Review Roundup: Marin Ireland's PRE-EXISTING CONDITION Elysa Gardner, New York Sun: While Ireland has proven herself capable of great nuance as an actress, her writing here can seem ham-fisted, or too neatly tailored to confront stereotypes or stoke outrage. Watching Marin Ireland’s new play, “Pre-Existing Condition,” I couldn’t help but think of those Feeding America ads that have popped up everywhere in recent years, flashing AI-generated faces representing everyday folks to remind us that, according to its statistics, one in eight people suffer from hunger. The protagonist of “Condition,” referred to simply as A, is not starving, at least not for food, but she’s having trouble finding empathy and support in the aftermath of a different ordeal.

Review Roundup: Marin Ireland's PRE-EXISTING CONDITION Melissa Rose Bernardo, New York Stage Review: If you’re familiar with Maslany only from her Emmy-winning multi-character turn in BBC America’s Orphan Black, or on Broadway in Ivo van Hove’s video-powered Network or last season’s eccentric thriller Grey House, it’s a thrill to see her in the intimate black box Connelly Theater Upstairs. Even attendees in the back row will be able to see the tears in her eyes and the clenching of her jaw. She’s an absolute marvel.

Review Roundup: Marin Ireland's PRE-EXISTING CONDITION David Finkle, New York Stage Review: The canny Pre-Existing Condition result is that Ireland as much as anything else presents a clever satirical screed on how we communicate nowadays. She hears how often we’ve integrated psychological jargon into our discourse and just as often blithely — though, we think, seriously — pass it along as meaningful observation. She’s taken in how regularly we satisfy ourselves with what we have to say, assuming it has more value than it does. The outcome, she implies — maybe as regularly as not — is less broad satisfaction than self-satisfaction.

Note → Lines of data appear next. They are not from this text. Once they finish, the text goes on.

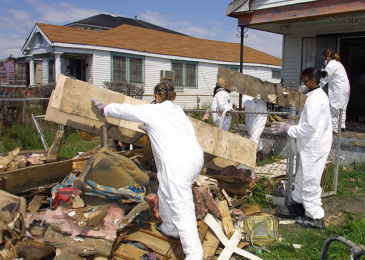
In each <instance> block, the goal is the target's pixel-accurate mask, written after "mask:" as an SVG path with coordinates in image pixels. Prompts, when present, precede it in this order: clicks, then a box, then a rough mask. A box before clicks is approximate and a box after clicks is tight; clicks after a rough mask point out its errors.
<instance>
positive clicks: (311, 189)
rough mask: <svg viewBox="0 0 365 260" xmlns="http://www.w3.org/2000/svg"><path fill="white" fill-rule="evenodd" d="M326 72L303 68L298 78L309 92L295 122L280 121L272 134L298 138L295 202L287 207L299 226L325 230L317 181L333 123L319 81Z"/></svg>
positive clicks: (326, 98) (328, 101) (326, 101)
mask: <svg viewBox="0 0 365 260" xmlns="http://www.w3.org/2000/svg"><path fill="white" fill-rule="evenodd" d="M326 75H327V73H326V71H320V70H315V68H307V69H305V70H304V71H303V72H302V74H301V80H302V82H303V86H304V85H305V86H304V88H306V89H308V92H307V93H306V96H307V100H306V101H305V104H304V108H303V112H302V115H301V117H300V120H299V123H298V125H290V124H286V123H282V122H280V123H277V124H275V125H273V126H272V131H273V132H274V133H276V134H278V133H287V134H288V135H289V136H291V137H294V138H296V139H297V149H298V152H299V155H300V162H299V167H298V171H297V173H296V175H295V189H294V191H293V193H292V196H293V200H294V203H292V205H290V206H288V208H289V211H291V213H296V215H297V216H298V217H297V218H296V219H295V221H296V223H297V224H298V225H300V226H303V227H306V228H313V229H325V226H324V223H323V220H322V218H323V217H324V210H323V208H322V202H321V193H322V189H321V186H320V184H321V178H322V173H323V170H324V167H325V165H326V162H327V158H328V154H329V152H330V150H331V146H332V122H331V111H330V106H329V101H328V97H327V95H326V93H325V92H324V91H323V90H322V89H321V88H320V87H319V82H320V79H321V78H324V77H326Z"/></svg>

Review Roundup: Marin Ireland's PRE-EXISTING CONDITION Amelia Merrill, New York Theatre Guide: Maslany’s performance is raw as others claw at her skin throughout the show, her half-formed answers to questions bleeding out of her. When A tells one date her last boyfriend hit her, he sarcastically chides her, “What’d you do?” Lawyers tell her there’s not enough money at stake to take her case, and mutual friends plead that her ex feels really bad about it all. No one spouts cliches like "you should have left him" or "you asked for it," but they don’t have to; she still feels it. Her therapists (Dael Orlandersmith and Sarah Steele, who bounces among characters with dexterity) tell her as much in suffocating group sessions. The sessions are made lighter for the audience when Orlandersmith and Steele respond to invisible participants with emphatic nods and “mmm-hmm”s, but there is no relief for A — only exhaustion.